Probablemente lo consiguió. La perestroika, la disolución de la
Unión Soviética, la vertiginosa transformación económica
de los países desarrollados, no despertaron de su mediocre sueño a
los militares. Ahora, de pronto, asistimos a una veloz reagrupación de
fuerzas internacionales y Cuba se encuentra en el bando de los proscritos. Los
ataques terroristas del 11 de septiembre han desencadenado un irreversible
proceso de globalización de las leyes y los mecanismos de defensa y
prevención de Occidente y sus aliados. Rusia y China se han sumado con
desenfadado entusiasmo al carro del nuevo orden. En ese tumultuoso viaje que
recién comienza Castro puede perder la cabeza (y la frase es válida
en cada uno de sus sentidos).
La prisa de los rusos por desmantelar la base de espionaje electrónico
de Lourdes presagia tormenta. El editorial de Granma con que Castro explica la
estampida apenas logra disimular su nerviosismo, temor y frustración.
Elementos explosivos en las manos de un dictador enajenado. Cualquiera que hayan
sido los motivos de Moscú para incumplir un contrato fijado hasta el
2004, es obvio su impaciente deseo de tomar distancia. Ya saltará la
liebre en su momento. Suponiendo que Castro no estuviera involucrado en el
terrorismo, basta su retórica para situarlo en un curso de acción
sumamente peligroso para la isla. Esta es una guerra de supervivencia que
compromete en una decidida coalición a los poderes económicos, políticos
y culturales de las naciones rectoras del planeta. Con ellas, o contra ellas. La
civilización occidental está recobrando aceleradamente sus
antiguos anticuerpos.
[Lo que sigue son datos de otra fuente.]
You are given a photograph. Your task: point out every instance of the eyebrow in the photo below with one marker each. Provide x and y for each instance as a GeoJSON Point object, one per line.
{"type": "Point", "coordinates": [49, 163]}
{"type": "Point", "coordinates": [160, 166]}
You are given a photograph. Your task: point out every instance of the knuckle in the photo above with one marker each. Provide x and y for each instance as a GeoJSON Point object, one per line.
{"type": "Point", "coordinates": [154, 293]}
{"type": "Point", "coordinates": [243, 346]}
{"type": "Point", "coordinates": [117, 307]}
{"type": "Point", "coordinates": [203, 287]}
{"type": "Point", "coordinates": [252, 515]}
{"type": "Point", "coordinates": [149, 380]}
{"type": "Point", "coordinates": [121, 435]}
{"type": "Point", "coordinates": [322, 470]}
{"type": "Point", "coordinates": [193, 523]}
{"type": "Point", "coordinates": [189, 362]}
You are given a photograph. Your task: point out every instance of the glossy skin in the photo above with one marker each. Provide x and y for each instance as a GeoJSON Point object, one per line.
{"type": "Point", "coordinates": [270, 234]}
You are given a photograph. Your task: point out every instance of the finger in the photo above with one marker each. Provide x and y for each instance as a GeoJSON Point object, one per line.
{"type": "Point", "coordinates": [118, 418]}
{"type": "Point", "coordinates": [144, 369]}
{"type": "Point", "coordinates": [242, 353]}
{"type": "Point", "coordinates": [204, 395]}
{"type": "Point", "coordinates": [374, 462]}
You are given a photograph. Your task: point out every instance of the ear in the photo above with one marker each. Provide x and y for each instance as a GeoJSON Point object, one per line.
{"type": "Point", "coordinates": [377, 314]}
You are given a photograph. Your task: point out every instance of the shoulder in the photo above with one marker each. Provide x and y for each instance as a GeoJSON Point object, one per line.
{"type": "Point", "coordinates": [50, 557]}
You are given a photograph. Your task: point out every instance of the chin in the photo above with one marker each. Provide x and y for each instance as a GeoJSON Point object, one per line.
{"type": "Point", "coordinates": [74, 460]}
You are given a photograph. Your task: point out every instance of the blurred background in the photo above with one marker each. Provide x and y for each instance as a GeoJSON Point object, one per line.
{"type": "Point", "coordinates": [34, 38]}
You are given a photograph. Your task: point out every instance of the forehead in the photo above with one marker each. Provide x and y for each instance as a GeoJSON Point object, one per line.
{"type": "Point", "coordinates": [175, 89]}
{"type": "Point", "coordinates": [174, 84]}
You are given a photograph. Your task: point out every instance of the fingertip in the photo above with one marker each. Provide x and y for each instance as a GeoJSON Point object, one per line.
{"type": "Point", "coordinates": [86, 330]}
Será una guerra larga que no admitirá ningún
virus en la retaguardia.
Los militares cubanos tienen quizás ante sus narices la última
oportunidad de gobernar una transición lenta y ordenada, con amplio
consenso interno, aupados por la comunidad internacional. Dicho con comedida
ironía, a estas alturas del juego no deben dejar escapar un final
privilegio: morir de causas naturales, en paz y prosperidad, al amparo de la
condescendencia, si no la gratitud, de sus sufridos compatriotas. Sé que
ya es demasiado tarde para pedirles que sean los salvadores de Cuba. Sólo
se les ruega que no sean sus sepultureros.